Desemprego cai a 5,6%, mas crédito segue caríssimo com Selic a 15% ao ano
Emprego subiu no trimestre até maio; financiamento e empréstimos seguem com taxas altas que travam consumo e investimento

A taxa de desemprego ficou em 5,6% no trimestre encerrado em maio, ante 6,2% um ano antes.
Apesar do avanço do rendimento médio real do trabalhador, o custo do crédito permanece proibitivo, com a Selic em 15% ao ano.
Em abril, a taxa média das novas concessões de crédito era 33,8% ao ano; no crédito livre 49,5% ao ano; para pessoas físicas, 63% ao ano.

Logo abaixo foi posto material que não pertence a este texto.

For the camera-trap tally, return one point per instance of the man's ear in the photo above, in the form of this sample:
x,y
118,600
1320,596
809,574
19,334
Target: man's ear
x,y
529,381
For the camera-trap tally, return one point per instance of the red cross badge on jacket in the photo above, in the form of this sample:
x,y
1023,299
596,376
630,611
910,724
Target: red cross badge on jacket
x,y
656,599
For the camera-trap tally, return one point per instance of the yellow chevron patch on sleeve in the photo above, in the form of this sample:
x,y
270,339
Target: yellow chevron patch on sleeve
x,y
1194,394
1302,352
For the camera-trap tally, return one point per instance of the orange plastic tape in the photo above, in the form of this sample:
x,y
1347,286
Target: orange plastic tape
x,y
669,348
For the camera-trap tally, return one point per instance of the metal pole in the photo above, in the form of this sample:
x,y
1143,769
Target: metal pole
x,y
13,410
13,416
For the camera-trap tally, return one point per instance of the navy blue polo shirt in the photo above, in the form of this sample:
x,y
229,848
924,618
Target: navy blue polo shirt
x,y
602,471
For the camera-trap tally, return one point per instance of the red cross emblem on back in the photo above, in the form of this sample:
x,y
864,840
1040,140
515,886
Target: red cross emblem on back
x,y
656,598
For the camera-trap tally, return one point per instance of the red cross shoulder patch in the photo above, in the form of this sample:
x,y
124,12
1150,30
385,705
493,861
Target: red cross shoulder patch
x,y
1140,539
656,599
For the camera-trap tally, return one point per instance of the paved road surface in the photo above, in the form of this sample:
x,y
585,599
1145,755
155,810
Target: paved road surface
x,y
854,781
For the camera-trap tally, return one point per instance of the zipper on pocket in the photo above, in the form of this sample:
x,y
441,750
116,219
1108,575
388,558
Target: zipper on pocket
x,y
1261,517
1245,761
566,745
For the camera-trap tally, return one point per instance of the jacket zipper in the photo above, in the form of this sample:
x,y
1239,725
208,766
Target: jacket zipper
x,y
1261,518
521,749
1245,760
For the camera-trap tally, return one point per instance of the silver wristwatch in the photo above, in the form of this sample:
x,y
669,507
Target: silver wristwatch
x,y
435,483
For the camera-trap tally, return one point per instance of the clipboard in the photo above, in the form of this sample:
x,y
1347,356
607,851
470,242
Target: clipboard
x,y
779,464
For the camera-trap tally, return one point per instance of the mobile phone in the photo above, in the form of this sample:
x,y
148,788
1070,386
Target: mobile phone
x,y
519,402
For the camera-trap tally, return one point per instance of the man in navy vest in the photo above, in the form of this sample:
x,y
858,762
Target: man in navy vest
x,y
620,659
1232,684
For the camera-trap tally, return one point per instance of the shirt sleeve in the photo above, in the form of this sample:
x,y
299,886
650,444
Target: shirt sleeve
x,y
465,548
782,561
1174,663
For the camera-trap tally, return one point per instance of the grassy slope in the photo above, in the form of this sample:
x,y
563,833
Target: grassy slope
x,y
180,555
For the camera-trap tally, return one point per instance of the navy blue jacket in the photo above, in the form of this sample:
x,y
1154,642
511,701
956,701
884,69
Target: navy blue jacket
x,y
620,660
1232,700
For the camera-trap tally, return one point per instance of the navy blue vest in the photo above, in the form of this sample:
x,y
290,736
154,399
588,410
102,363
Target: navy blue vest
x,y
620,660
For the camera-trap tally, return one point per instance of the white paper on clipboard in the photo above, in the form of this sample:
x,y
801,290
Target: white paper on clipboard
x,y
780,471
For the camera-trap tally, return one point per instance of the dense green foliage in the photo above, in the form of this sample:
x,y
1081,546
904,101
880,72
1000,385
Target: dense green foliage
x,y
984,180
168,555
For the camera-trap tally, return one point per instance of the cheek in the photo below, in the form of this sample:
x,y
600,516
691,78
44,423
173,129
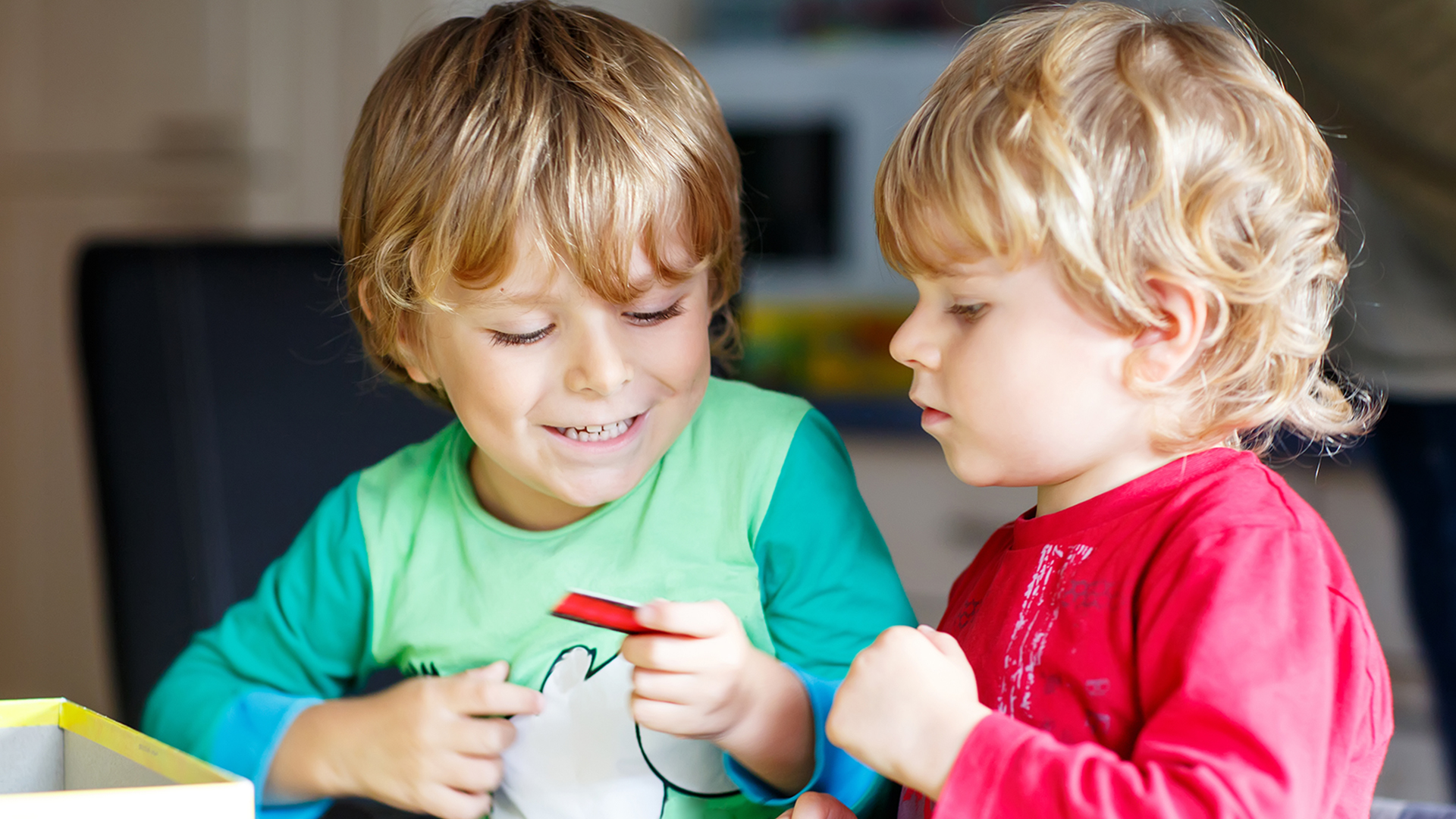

Taxas altas elevam o custo das prestações de carro, financiamentos empresariais, empréstimos e cartão de crédito, segundo a análise do colunista.
Pequenas empresas que precisam de R$ 100 mil para ampliar ou equipar a loja podem ver os juros como um “sócio” que não produz e consome caixa.
Trabalhadores com emprego pensam em trocar carro, reformar ou comprar casa, mas o crédito caro faz a economia hesitar em responder com consumo.
O Banco Central mantém juros elevados por preocupação com a inflação e com as expectativas de inflação; reduzir a Selic exige condições sustentáveis.
O governo, o Congresso, as contas públicas, a produtividade, a concorrência bancária e a confiança de credores e investidores precisam atuar para reduzir o risco e, assim, o preço do dinheiro.
“Sugiro anestesiar e intubar, carinhosamente, Brasília, só por 30 dias e, depois, medir a inflação”, escreveu o economista Roberto Caminha Filho.
Se o juro cair de forma sustentável, emprego e crédito podem rodar juntos: emprego gera renda, renda permite consumo, consumo estimula produção, produção puxa investimento e novos empregos.
O risco de manter juros altos tempo demais é desemprego em massa: o colunista alerta que uma política errada pode levar mais de 30.000 desempregados diretos e indiretos.